The day concluded with an engineering viewpoint from Alison Heyes of Pragma and Associates Limited. She is a Health and Safety Practitioner who accepts instructions from solicitors representing Claimants, Defendants and on a joint basis. Her background has been as a Factory Inspectorate and she gave an understanding as to her approach and the matters she takes into consideration when preparing engineering reports for asbestos disease claims. She considered the development of knowledge of asbestos risks and disease. When preparing a report she looks at the diagnosis and what is required to be shown in terms of exposure evidence. She gives consideration to the duty holder/employer and the relevant legislation that applied to them at the time and their relevant knowledge of asbestos as a hazard. As well as the legislation specifically, she looks at the guidance, controls and also the custom and practice of that particular industry and looks at the full picture in the round.
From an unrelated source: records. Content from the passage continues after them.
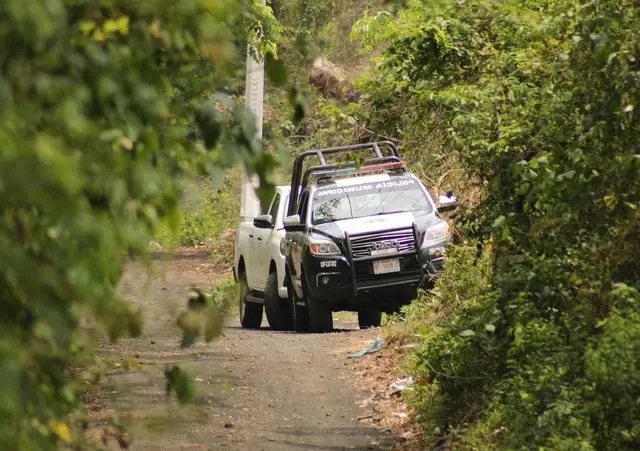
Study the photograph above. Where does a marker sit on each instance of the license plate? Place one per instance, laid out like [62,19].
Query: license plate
[386,266]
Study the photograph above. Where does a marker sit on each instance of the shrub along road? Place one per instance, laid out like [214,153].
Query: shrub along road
[258,390]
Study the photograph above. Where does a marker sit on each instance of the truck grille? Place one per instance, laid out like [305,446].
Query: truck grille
[362,245]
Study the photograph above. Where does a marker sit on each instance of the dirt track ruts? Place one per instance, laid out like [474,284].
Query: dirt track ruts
[255,389]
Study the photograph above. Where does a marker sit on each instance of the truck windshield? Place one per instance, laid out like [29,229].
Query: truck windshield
[368,199]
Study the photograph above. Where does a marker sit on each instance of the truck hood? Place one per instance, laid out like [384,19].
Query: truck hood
[369,224]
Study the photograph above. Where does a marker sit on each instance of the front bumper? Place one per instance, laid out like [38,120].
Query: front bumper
[347,278]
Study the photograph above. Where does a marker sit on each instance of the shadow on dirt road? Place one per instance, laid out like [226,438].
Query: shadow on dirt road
[255,390]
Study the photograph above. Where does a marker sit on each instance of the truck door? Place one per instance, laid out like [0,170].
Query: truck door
[254,268]
[264,246]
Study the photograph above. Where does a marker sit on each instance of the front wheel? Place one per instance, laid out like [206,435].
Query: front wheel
[369,318]
[320,315]
[250,312]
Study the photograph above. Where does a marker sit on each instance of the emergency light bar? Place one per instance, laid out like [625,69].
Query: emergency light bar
[362,170]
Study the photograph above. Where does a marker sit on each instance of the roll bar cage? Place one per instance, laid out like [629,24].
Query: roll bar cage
[389,160]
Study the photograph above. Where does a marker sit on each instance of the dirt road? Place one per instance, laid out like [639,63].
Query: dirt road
[255,390]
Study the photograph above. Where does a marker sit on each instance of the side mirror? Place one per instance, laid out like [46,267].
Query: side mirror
[292,223]
[263,221]
[447,203]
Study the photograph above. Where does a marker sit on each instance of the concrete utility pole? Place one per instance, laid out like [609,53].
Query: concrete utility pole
[254,100]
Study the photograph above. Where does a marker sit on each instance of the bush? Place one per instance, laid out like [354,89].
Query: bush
[538,102]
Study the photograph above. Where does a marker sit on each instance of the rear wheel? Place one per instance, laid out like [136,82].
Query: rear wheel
[369,318]
[250,312]
[278,310]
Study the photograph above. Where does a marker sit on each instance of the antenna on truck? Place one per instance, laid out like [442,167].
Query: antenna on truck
[380,161]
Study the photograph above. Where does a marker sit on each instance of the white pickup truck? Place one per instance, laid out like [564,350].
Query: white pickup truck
[259,266]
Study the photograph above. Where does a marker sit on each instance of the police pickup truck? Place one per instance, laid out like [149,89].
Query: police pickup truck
[358,238]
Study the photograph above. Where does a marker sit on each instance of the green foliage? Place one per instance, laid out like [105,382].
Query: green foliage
[96,102]
[537,101]
[208,211]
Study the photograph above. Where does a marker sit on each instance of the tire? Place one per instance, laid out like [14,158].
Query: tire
[278,310]
[250,312]
[369,318]
[320,315]
[299,314]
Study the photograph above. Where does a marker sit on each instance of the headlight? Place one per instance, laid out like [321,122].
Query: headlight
[324,248]
[436,233]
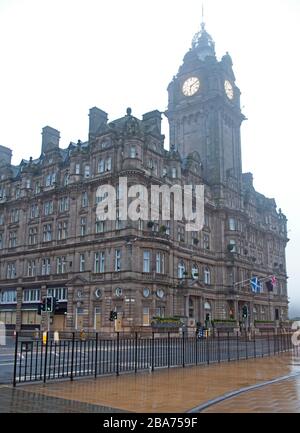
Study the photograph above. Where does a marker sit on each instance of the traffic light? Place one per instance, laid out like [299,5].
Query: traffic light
[55,305]
[40,309]
[113,315]
[49,304]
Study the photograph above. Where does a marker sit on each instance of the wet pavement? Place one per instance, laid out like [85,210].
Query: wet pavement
[279,397]
[174,390]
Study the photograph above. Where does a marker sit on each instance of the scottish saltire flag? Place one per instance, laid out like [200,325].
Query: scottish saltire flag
[255,285]
[271,283]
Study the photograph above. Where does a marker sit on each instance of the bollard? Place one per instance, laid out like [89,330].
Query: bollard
[44,338]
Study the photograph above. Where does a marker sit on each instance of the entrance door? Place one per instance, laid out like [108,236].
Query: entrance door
[79,319]
[59,322]
[97,319]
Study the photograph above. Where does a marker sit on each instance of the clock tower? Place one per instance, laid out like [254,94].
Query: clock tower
[204,111]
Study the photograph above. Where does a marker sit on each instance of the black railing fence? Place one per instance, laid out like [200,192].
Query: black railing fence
[76,355]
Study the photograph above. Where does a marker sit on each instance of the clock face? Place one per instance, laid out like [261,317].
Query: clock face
[228,89]
[191,86]
[160,293]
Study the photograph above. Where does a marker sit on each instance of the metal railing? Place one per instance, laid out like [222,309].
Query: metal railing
[72,357]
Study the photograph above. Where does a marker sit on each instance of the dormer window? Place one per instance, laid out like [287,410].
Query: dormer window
[50,179]
[66,179]
[108,164]
[77,168]
[87,171]
[101,166]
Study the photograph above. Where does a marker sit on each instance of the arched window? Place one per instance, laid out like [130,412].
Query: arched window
[195,272]
[66,179]
[207,276]
[181,269]
[191,308]
[101,166]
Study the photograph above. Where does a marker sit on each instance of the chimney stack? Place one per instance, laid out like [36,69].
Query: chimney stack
[5,156]
[97,121]
[152,122]
[50,138]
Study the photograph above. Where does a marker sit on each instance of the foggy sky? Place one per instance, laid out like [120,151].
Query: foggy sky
[60,58]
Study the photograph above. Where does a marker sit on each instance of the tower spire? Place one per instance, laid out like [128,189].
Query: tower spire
[202,18]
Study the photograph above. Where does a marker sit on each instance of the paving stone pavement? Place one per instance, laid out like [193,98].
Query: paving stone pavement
[18,400]
[174,390]
[279,397]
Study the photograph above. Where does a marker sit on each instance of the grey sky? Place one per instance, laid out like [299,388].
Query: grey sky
[61,57]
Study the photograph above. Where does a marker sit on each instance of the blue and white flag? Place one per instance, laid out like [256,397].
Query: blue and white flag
[255,285]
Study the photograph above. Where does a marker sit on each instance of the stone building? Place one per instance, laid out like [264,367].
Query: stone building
[51,242]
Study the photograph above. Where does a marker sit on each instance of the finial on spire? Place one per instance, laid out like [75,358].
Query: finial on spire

She explains that she is often now being requested to provide dosage reports for asbestosis and lung cancer claims and discussed the amount of detail that she requires in a statement to allow her to more accurately provide a dosage calculation. She explained that she needs details on the person, where the exposure took place, the task or process involved, the tools used and the specific materials used. She looks at the environment and whether the exposure was happening in a confined space or an open space, whether inside or outside and the duration and frequency with which the exposure to asbestos occurred. She gives consideration as to whether it is an asbestos containing material or whether perhaps, given the timing of the material, it was some other material. She then looks to conclude as to whether there is an acceptable or unacceptable level of exposure based on the standards of the day for a particular employer or duty holder. She explained that she will look at recent court judgements in terms of asbestos disease claims and keep abreast of the updated position, however, this will simply for her background reference knowledge rather than for inclusion and reference within engineering reports themselves.

Conclusion:

Helena Cameron, specialist asbestos disease Solicitor, said of the day “This was a very informative and wide reaching conference dealing with all aspects of asbestos disease claims. It is good to hear from medical and engineering practitioners and not just be limited to the legal aspects. I look forward to attending again next year!”